Notre tournée en Amérique du Sud, au Chili et à Buenos Aires en Argentine en 96-97. C’était incroyable pour nous par rapport à ce que l’on avait déjà réalisé dans nos deux premiers albums et par rapport à ce que No One racontait. Surtout au Chili, alors que Pinochet était encore le chef des armées. On a joué là-bas avec des groupes locaux.
Au travers des interviews que l’on a données, on avait l’impression d’être les représentants de la liberté d’expression avec la possibilité de pouvoir dire tout ce que l’on voulait dans nos textes et de monter sur une scène et de pouvoir le dire librement alors que là-bas, c’était très compliqué. C’est quelque chose qui m’a beaucoup marqué.
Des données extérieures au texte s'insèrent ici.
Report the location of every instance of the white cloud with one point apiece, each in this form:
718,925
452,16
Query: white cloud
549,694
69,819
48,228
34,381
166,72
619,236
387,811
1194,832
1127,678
C’est d’ailleurs après ce voyage que j’ai écrit le morceau « Chile » avec les paroles de Pablo Neruda qui dit : « Nous gagnerons même si tu ne le crois pas » et cette phrase résume l’histoire de No One.
Ce que tu viens de dire est très intéressant. As-tu quelques mots à ajouter pour nos lecteurs de Among The Living ?
Among The Living, you rock ! Cela fait un moment que le site dure et moi je vous suis ! You rock, Among The Living.